Pros and cons A guaranteed pension amount removes uncertainties for subscribers. But it also makes for a modest return.
Here’s an example based on numbers put out by PFRDA. Say, an individual joins the APY at the age of 18 and makes a contribution of ₹210 a month for 42 years. This will entitle him to a monthly pension of ₹5,000 after the age of 60.
On the subscriber’s death, his spouse will also get the pension. Later, the nominee of the subscriber will be returned a corpus of ₹8.5 lakh.
Assuming that pension is drawn for a total of 30 years by the subscriber and his spouse, the annualised return works out to about 8 per cent. The pension amount is taxable; so, the effective returns will reduce further if the subscriber, post-retirement, falls within the tax net.
Next, subscribers have to factor in that the guaranteed pension amount is quite small when we take into account inflation.
A subscriber to the APY, who is 18 today, will start getting pension after 42 years. If annual inflation is 5 per cent, ₹5,000 and ₹1,000 today will be worth only ₹644 and ₹129 after 42 years. If the subscriber is 40, the ₹5,000 and ₹1,000 monthly pension after 20 years. will be worth only around ₹1,884 and ₹377 then.
So, depending on just the APY alone in the retirement years is clearly not a good idea.
The documents put out by the PFRDA talk about ‘fixed minimum pension’ guaranteed by the government. That could mean that the actual pension amounts could be higher than what is guaranteed.

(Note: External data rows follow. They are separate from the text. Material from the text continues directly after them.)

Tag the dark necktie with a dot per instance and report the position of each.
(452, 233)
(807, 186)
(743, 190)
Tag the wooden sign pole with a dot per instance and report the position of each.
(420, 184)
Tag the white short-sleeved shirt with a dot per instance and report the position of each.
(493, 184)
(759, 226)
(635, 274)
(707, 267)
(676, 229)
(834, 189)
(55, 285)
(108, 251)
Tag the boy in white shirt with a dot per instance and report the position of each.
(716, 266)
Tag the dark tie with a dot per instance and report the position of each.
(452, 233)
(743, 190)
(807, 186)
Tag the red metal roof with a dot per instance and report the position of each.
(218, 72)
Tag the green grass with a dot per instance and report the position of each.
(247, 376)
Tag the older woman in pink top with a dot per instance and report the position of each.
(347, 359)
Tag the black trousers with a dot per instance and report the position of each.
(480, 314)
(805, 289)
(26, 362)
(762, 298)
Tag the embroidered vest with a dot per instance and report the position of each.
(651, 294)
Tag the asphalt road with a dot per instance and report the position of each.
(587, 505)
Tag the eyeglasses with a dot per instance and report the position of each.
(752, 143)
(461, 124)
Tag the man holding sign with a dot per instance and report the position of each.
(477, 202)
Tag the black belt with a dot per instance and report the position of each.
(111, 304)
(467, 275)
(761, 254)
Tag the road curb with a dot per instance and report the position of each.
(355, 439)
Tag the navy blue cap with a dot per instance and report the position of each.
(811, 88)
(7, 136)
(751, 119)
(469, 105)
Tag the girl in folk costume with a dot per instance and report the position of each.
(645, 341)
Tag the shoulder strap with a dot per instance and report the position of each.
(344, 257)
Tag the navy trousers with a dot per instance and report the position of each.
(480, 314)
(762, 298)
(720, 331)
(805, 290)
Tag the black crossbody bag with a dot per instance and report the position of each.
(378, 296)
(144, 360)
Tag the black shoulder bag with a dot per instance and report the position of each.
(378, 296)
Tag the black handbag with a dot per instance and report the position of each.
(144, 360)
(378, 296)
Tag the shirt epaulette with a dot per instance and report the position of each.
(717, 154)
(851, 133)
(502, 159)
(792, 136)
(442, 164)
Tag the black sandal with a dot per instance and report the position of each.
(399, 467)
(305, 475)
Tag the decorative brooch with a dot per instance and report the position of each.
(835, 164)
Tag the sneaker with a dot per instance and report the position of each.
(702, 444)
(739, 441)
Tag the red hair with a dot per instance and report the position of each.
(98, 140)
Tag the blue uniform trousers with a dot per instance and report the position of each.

But APY subscribers should not count on this. Schemes which guarantee returns usually invest in low-risk, low-return instruments. Under the NPS, subscribers have the flexibility to decide both on the pension manager and the allocation between equity and debt instruments. But under APY, the money collected will be managed by appointed managers as per the investment pattern specified by the Government — the subscriber does not get to choose either the investment pattern or the pension fund.
Room for betterment Surprisingly, for a product targeted at the unorganised sector which employs a large number of low-income workers, the APY has some rather stiff conditions on discontinuation of contribution by the subscribers — after six months, the account will be frozen; after 12 months, it will be deactivated; and after 24 months, it will be closed.
Finally, while contributions to the NPS enjoy generous tax breaks (up to ₹2 lakh a year), no such luck yet for APY contributions.
The APY is well-intentioned — to provide a much-needed safety net in the retirement years for workers in the unorganised category. The government is also chipping in by co-contributing 50 per cent of the contribution or ₹ 1,000 a year, whichever is lower, to the subscriber’s account, for five years if the APY account is opened before December 2015.
This benefit though will be available only to subscribers who are not members of any statutory social security scheme such as Employees Provident Fund, and who are not income-tax payers.
But an improvement in the APY product design and more flexibility in investment choices for better returns may be the way forward.
For investors who can take a bit of risk and seek a higher pension, the NPS presents a better alternative — investment flexibility which offers the possibility of healthy returns and pensions, and also tax breaks on investments as a sweetener.
Those having an NPS account already need not bother with opening an APY account.